Пьетро был человеком весьма маловерующим, и его никак не могли заставить уверовать в бессмертие души; напротив того, со словами, свойственными его каменным мозгам, он упрямейшим образом отказывался от праведной жизни. Все свои надежды он возлагал на блага судьбы и за деньги пошел бы на любую дурную сделку. Он нажил большие богатства и во Флоренции строил и покупал дома, а в Перудже и Кастелло делла Пьеве приобрел много недвижимого имущества. В жены он взял красивейшую девушку и имел от нее детей, и так он любил, когда она носила изящные наряды на улице и дома, что, как говорят, часто наряжал ее собственными руками. В конце концов, дожив до старости, Пьетро закончил течение жизни своей семидесяти восьми лет в Кастелло делла Пьеве, где и был с почестями погребен в 1324 году.
Пьетро воспитал много мастеров в своей манере и в числе прочих одного поистине превосходнейшего, который, целиком отдавшись славной науке живописи, далеко перегнал своего учителя; и это был чудесный Рафаэль Санцио из Урбино, который много лет работал с Пьетро совместно с Джованни де'Санти, своим отцом.
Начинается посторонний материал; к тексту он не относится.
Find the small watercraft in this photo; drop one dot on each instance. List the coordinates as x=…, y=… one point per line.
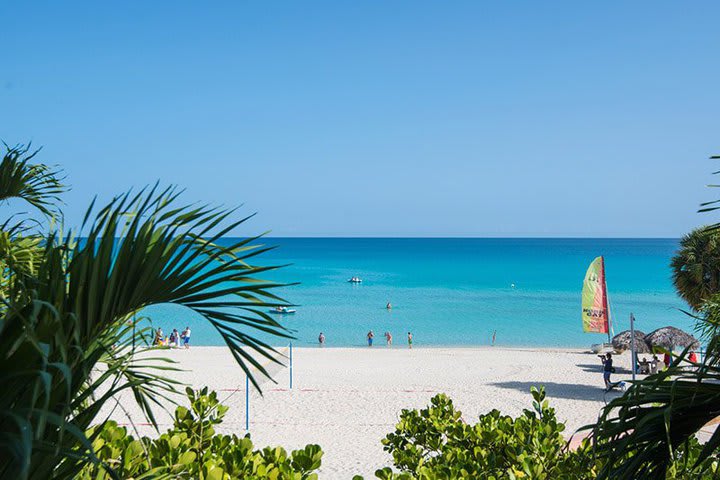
x=282, y=311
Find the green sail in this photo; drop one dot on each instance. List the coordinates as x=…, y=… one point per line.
x=594, y=299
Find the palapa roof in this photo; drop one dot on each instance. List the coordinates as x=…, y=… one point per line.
x=671, y=337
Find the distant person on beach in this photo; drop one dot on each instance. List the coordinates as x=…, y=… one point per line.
x=174, y=338
x=653, y=364
x=607, y=369
x=186, y=337
x=158, y=337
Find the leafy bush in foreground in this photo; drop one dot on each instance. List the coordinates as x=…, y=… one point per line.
x=435, y=443
x=192, y=450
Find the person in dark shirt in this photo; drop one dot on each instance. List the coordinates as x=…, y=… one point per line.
x=607, y=369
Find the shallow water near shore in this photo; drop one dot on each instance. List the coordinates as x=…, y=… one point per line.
x=452, y=292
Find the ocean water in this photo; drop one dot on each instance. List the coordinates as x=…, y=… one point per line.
x=458, y=291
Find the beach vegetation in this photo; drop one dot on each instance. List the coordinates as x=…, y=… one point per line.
x=650, y=431
x=435, y=442
x=696, y=266
x=72, y=334
x=193, y=448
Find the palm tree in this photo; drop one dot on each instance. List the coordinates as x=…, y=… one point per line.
x=696, y=266
x=35, y=183
x=67, y=343
x=644, y=433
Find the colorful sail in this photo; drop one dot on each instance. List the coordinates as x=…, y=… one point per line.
x=596, y=317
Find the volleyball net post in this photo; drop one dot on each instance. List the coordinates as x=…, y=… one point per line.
x=247, y=403
x=272, y=371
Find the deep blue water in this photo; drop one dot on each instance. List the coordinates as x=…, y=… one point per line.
x=458, y=291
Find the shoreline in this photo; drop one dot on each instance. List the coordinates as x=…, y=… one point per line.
x=347, y=399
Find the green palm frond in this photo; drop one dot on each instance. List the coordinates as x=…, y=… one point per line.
x=642, y=433
x=38, y=184
x=696, y=266
x=66, y=348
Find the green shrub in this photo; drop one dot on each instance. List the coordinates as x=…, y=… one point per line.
x=435, y=443
x=192, y=449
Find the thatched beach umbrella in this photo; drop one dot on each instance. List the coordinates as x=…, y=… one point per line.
x=623, y=341
x=671, y=337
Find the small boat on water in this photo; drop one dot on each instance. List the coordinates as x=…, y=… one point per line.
x=282, y=311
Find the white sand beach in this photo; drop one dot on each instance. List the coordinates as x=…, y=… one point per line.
x=348, y=399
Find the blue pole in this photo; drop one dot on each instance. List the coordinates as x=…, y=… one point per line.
x=247, y=403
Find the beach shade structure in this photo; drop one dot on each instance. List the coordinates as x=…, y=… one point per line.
x=623, y=341
x=670, y=338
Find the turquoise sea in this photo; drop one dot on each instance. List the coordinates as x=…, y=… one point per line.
x=458, y=291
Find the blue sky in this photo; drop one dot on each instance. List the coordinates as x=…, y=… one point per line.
x=378, y=118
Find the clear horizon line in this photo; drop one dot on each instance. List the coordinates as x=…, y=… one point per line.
x=471, y=237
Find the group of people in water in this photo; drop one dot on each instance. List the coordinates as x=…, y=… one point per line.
x=370, y=337
x=172, y=340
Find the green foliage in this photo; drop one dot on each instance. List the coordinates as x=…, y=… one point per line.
x=435, y=443
x=37, y=184
x=192, y=449
x=68, y=340
x=649, y=432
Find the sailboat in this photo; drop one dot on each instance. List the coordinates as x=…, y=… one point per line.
x=595, y=310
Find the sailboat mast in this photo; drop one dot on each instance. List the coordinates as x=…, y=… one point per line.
x=605, y=302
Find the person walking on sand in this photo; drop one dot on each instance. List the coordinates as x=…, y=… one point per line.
x=186, y=337
x=158, y=337
x=607, y=369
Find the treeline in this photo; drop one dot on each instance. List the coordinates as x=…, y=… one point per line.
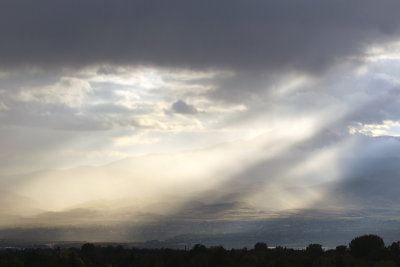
x=367, y=250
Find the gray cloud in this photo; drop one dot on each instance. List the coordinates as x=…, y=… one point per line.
x=238, y=34
x=182, y=107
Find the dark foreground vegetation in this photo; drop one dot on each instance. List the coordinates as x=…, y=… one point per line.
x=367, y=250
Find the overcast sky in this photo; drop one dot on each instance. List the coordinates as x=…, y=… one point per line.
x=97, y=81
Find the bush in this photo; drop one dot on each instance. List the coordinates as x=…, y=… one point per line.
x=366, y=246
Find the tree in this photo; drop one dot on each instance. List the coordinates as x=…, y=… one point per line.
x=260, y=246
x=367, y=246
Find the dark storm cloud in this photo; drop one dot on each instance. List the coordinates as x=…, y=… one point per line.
x=230, y=34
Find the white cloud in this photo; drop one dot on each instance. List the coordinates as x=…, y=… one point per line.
x=386, y=128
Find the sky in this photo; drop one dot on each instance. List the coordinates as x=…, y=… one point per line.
x=281, y=105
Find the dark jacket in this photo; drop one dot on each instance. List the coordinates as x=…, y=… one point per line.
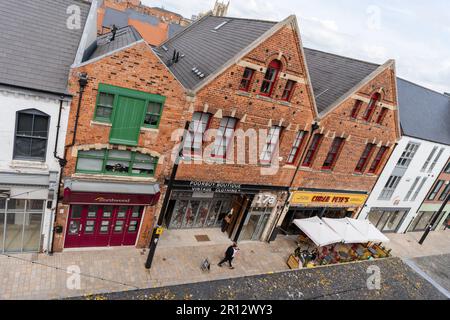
x=229, y=253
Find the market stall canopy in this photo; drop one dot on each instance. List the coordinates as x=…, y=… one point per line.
x=318, y=231
x=371, y=233
x=345, y=229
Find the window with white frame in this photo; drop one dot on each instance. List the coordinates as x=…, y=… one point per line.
x=271, y=144
x=427, y=163
x=408, y=155
x=390, y=187
x=433, y=165
x=224, y=136
x=194, y=140
x=416, y=194
x=411, y=190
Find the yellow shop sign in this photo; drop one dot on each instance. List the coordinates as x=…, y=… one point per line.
x=324, y=198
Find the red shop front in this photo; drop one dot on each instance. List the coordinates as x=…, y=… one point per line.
x=105, y=219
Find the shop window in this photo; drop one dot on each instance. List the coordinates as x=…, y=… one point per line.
x=435, y=190
x=197, y=128
x=367, y=154
x=382, y=115
x=378, y=160
x=116, y=162
x=390, y=187
x=288, y=90
x=376, y=97
x=433, y=165
x=408, y=155
x=445, y=193
x=224, y=136
x=333, y=154
x=356, y=109
x=31, y=135
x=271, y=145
x=312, y=150
x=246, y=79
x=270, y=78
x=295, y=151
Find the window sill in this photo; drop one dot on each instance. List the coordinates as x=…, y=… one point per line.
x=113, y=178
x=28, y=164
x=151, y=130
x=98, y=123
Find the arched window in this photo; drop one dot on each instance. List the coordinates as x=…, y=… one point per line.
x=270, y=78
x=31, y=135
x=376, y=97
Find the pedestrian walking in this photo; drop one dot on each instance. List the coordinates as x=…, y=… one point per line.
x=229, y=255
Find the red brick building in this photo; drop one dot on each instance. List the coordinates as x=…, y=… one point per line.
x=118, y=143
x=358, y=127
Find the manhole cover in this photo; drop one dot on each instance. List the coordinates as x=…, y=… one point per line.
x=202, y=238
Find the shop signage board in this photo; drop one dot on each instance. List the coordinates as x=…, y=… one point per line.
x=308, y=198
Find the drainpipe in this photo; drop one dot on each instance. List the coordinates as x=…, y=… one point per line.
x=314, y=127
x=82, y=81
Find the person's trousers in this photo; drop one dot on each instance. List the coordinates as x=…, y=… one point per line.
x=225, y=260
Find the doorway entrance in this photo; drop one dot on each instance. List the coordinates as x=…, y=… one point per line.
x=103, y=226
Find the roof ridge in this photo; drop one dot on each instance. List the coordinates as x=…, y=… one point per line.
x=423, y=87
x=345, y=57
x=247, y=19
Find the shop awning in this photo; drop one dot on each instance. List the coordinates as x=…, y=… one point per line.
x=369, y=231
x=345, y=229
x=318, y=231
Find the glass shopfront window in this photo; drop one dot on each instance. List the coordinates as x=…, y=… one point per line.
x=20, y=225
x=190, y=212
x=387, y=220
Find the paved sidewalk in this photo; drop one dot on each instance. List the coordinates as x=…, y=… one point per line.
x=407, y=245
x=32, y=276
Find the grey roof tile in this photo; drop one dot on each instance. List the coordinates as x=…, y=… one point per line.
x=112, y=16
x=36, y=47
x=209, y=50
x=124, y=37
x=424, y=113
x=332, y=76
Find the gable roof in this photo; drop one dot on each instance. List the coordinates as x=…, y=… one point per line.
x=332, y=75
x=424, y=113
x=124, y=37
x=207, y=49
x=36, y=47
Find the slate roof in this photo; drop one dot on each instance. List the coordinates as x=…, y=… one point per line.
x=332, y=75
x=208, y=50
x=36, y=47
x=424, y=113
x=104, y=45
x=117, y=17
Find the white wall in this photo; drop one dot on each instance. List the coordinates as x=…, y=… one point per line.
x=11, y=101
x=413, y=171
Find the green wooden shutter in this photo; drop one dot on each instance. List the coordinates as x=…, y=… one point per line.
x=128, y=117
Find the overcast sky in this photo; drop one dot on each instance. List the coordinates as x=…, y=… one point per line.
x=416, y=33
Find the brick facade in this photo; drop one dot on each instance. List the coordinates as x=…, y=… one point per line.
x=135, y=68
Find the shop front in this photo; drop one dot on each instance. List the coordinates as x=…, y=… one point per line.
x=26, y=202
x=426, y=215
x=110, y=218
x=240, y=210
x=306, y=204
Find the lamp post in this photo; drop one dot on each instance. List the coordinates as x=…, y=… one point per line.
x=155, y=235
x=436, y=217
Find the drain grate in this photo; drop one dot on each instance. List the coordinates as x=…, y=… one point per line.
x=202, y=238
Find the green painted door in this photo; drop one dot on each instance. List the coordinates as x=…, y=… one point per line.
x=128, y=117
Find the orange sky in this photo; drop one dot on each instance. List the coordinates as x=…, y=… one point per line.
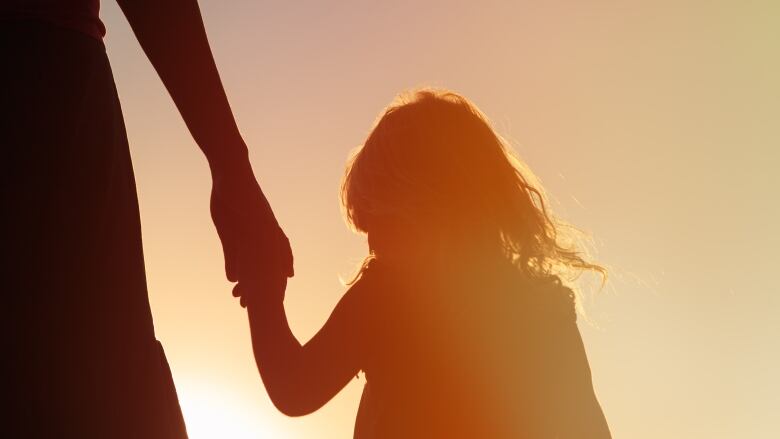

Его учеником был также Пинтуриккио, перуджинский живописец, который, как говорилось в его жизнеописании, всегда придерживался манеры Пьетро.
Был равным образом его учеником Рокко Дзоппо, флорентийский живописец; тондо его работы с прекраснейшей Богоматерью принадлежит Филиппо Сальвиати; однако весьма вероятно, что окончательно завершено оно было самим Пьетро. Тот же Рокко написал много картин с Мадоннами и выполнил много портретов, говорить о которых нет надобности; замечу, однако, что в Сикстинской капелле в Риме он изобразил Джироламо Риарио и фра Пьетро, кардинала Сан Систо.
Учеником Пьетро был также Монтеварки, написавший много вещей в Сан Джованни ди Вальдарно и, в частности, в церкви Мадонны историю чуда с молоком. Много работ его осталось также у него на родине в Монтеварки.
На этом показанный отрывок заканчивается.